TORONTO – ( BUSINESS WIRE ) – Trabalhadores da educação na Universidade de York votaram em favor de um mandato de greve em resposta à relutância da instituição em lidar com o racismo e a segurança da mesa de negociação.

Trabalhadores da educação compreendendo professores contratados, assistentes de professores e assistentes de pós-graduação são representados pelo Sindicato Canadense de Funcionários Públicos Local 3903.

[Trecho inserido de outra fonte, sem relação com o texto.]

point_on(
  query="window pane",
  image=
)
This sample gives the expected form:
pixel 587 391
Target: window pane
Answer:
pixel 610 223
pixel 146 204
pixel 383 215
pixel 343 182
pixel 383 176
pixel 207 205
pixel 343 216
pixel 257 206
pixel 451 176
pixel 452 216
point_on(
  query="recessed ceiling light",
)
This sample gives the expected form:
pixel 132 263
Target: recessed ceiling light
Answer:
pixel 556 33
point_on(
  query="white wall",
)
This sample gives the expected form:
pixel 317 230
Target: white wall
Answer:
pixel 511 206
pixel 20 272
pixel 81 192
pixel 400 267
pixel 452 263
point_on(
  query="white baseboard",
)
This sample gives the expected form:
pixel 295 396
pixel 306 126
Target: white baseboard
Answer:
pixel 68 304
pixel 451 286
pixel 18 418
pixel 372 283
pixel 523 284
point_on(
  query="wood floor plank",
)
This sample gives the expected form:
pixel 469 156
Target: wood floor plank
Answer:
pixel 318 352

O CUPE 3903 está lutando por uma melhor igualdade no emprego, estabilidade no emprego e um retorno seguro ao campus no contexto da pandemia, diz Gizem Çakmak, membro da equipe de negociação CUPE 3903.

O sindicato quer que a universidade resolva a falta de representação de grupos que buscam equidade entre os professores contratados e priorize a contratação de professores negros e indígenas, mulheres de cor e pessoas com deficiência.

"O corpo docente da York University não reflete a diversidade da comunidade do campus, apesar de sua retórica elevada sobre igualdade e inclusão", disse Cakmak. “Esta é uma oportunidade para eles viverem de acordo com seus ideais e abordar a constante falta de diversidade e realmente se comprometerem na luta contra o racismo.”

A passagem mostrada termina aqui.